As for data so far, right now we have two studies showing a smaller effect size for ACT than for a traditional CBT procedure done outside of an ACT model. Zettle, 2003 found a smaller effect for ACT than for systematic desensitization with trait anxiety when treating a relatively minor problem (math anxiety). The effect was the same in the area of math anxiety per se.

The second study is Forman, E. M., Hoffman, K. L., McGrath, K. B., Herbert, J. D., Bradsma, L. L., & Lowe, M. R. (2007). A comparison of acceptance- and control-based strategies for coping with food cravings: An analog study. Behaviour Research and Therapy, 45(10), 2372-2386. They compared ACT to a traditional CBT program for those who were impacted at different levels by food. 98 participants with chocolate cravings were exposed to a well known CBT-based protocol (Kelly Brownell’s LEARN program) and an ACT-based protocol or no instructions and required to carry chocolate with them of for two days. Those highly impacted by food related cues ate less and had fewer cravings in the ACT condition. But those not impacted by food, did worse in the ACT condition than in the CBT condition (and both did worse than doing nothing at all).

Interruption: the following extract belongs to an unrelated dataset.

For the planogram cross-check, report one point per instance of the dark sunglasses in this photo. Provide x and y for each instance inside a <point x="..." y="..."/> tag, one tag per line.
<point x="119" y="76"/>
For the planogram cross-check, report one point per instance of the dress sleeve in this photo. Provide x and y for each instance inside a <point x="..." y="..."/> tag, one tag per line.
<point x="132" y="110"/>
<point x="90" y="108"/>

It may not make that much sense to use a procedure like ACT with minor problems because the issues it raises are so fundamental. This could be proven wrong with data. But note that in the Zettle study, ACT worked better with highly experientially avoidant subjects than with low avoidant subjects; desensitization did not show that relationship; in the Forman study those with high food impact were helped by ACT but not those with low food impact. It is not a comparison to CBT but another study [Masuda, A., Hayes, S. C., Fletcher, L. B., Seignourel, P. J., Bunting, K., Herbst, S. A., Twohig, M. P., & Lillis, J. (2007). The impact of Acceptance and Commitment Therapy versus education on stigma toward people with psychological disorders. Behaviour Research and Therapy, 45(11), 2764-2772 found that ACT was not better than education in reducing mental health stigma significantly among participants who were relatively flexible and non-avoidant to begin with. For experientially avoidant and inflexible participants, however, ACT was much better.

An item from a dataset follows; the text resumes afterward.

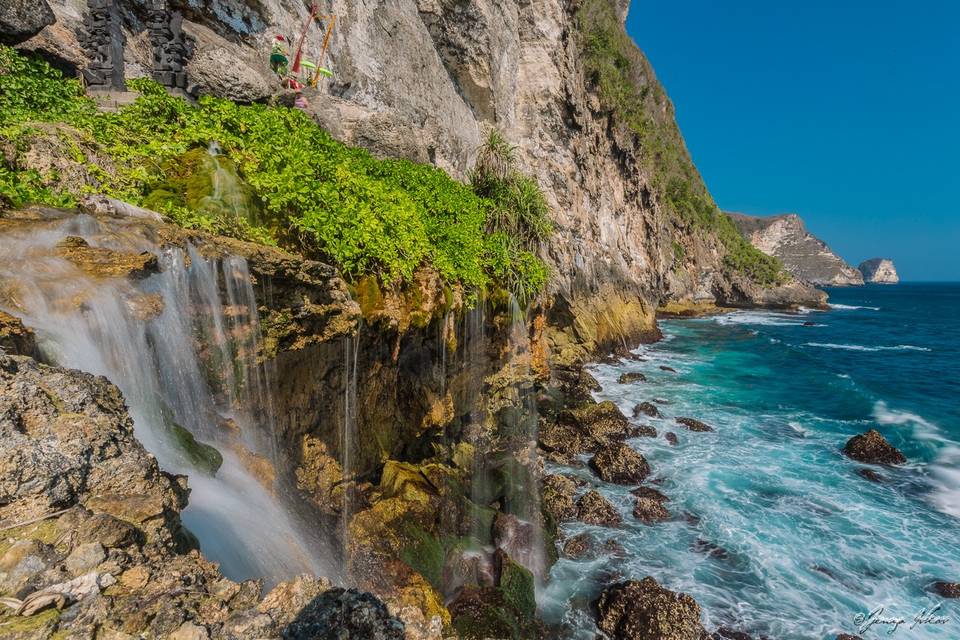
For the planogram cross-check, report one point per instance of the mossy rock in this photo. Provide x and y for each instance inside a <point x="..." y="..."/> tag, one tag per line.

It seems possible based on this line of reasoning that CBT might actually work better than ACT in more confined and minor areas; in more severe or chronic areas ACT, might work a bit better ... and perhaps all of that because more avoidant and inflexible folks will be more dominant in severe areas. That is not a conclusion -- it is too early to say -- but it is a guess based on a few studies so far. And remember that ACT is part of CBT -- when we say "CBT" here we mean CBT methods placed into the context of a traditional CBT model that basically focuses on the idea that thoughts cause emotions and behavior.

It helps to keep in mind that ACT is a model not just a package. All of the behavioral methods and some of the cognitive ones can easily be put into ACT protocols. They are still ACT when that happens if they fit the model. That is especially true with behavioral methods -- which are a node on that hexagon model of ACT.

But ultimately we will have to show that, for example, exposure from an ACT perspective is better than (or at least works through a different process than) exposure from a traditional CBT perspective. We have a couple of small studies that indicate that might be true (e.g., see Jill Levitt’s dissertation in Behavior Therapy, 2004) but not large RCTs on the question. Some of these are underway right now (such as in Michelle Craske’s lab) so in a few years we will know.

Is there much in traditional CBT that is helpful? Yes, of course, and virtually all of what is known to work at the level of components fits with the ACT model so these procedures can be used from an ACT perspective. The things that contradict an ACT model are not known to work as components, such a cognitive restructuring. But even there you can modify it to be more a matter of cognitive flexiblity.

Is the ACT model a better place to put all of these procedures? Let’s see. The answer will probably not be “yes, always.” Presumably it is more likely to be “sometimes yes, sometimes no.” But both the yes and no answers will move us forward, and that is the whole point, not silly name brand struggles.